Robert Redford All is Lost
Universal

Robert Redford, magnifique dans la tempête d'All is lost

Robert Redford tout seul dans un bateau qui coule au beau milieu de l'océan pendant 1h45, sans dialogues, face à une tempête : il serait tentant de ne voir dans All is lost que le portrait de Redford, survivant du Nouvel Hollywood résistant tant bien que mal contre vents et marées. D'autant que tout commence par un container à la dérive rempli de chaussures d'enfants qui percute le bateau de Redford (l'industrie qui frappe l'artiste).
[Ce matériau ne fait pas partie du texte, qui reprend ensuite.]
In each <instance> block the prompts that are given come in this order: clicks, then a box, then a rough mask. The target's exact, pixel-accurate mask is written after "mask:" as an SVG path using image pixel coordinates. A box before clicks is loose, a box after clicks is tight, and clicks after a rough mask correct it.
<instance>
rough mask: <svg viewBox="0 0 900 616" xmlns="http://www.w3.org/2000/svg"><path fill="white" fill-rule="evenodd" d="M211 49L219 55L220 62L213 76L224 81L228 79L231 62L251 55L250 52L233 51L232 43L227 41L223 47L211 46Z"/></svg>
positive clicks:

J.C. Chandor choisit réellement de donner dans l'épure, après son premier long déjà taiseux Margin Call (la crise économique vue dans des bureaux de traders vides). Il n'y a vraiment qu'un seul personnage à l'écran, certes faussement anonyme -au générique, son personnage est crédité du nom de "Our Man"- mais jamais ce principe n'est rompu. Pas de flash-backs pour présenter le personnage, pas d'objets personnels comme une photo de famille ou une alliance, juste quelques mots purement fonctionnels prononcés par Redford -une dizaine, tout au plus.

Master and commander
En plaçant son héros en pleine tempête, Chandor ne fait pas que convoquer les références obligées de l'aventure maritime, Joseph Conrad en tête (la tranquillité de la nature vue comme celle d'une force implacable). Le réalisateur fait évoluer lentement l'action sans jamais utiliser d'effets grossiers, décrivant inlassablement à l'aide d'un découpage clair des allers-retours entre la cambuse et le pont, Redford rebouche un trou dans la coque, il grimpe au mat puis il redescend, il sort des cordages, fait des noeuds, fait la cuisine. Mais jamais cette dramaturgie au ralenti n'étouffe l'action, au contraire. Le spectateur s'identifie corps et âme au personnage ("notre homme" : sous-entendu, le personnage qui nous appartient), essaie d'anticiper ses actions, interroge le moindre de ses choix (doit-il s'endormir ? prendre un verre ?). Peu à peu, tout se perd, le bateau s'effrite et le personnage est réduit à presque rien au milieu du vide. Et Redford, capitaine ad hoc de cette odyssée de papi, montre à 77 ans une forme olympique à l'écran. A plusieurs moments poignants, lorsque tout semble perdu, que Redford s'écroule ou se prend la tête dans les mains, soudain il se relève, refusant de s'avouer vaincu jusqu'au dénouement éthéré, et All is lost prend tout son sens. Celui d'un survival où l'individu se révèle dans l'adversité et finit par trouver une forme d'accomplissement dans la défaite.

Sylvestre Picard

All is lost est présenté hors compétition au Festival de Cannes 2013 et n'a pas encore de date de sortie française.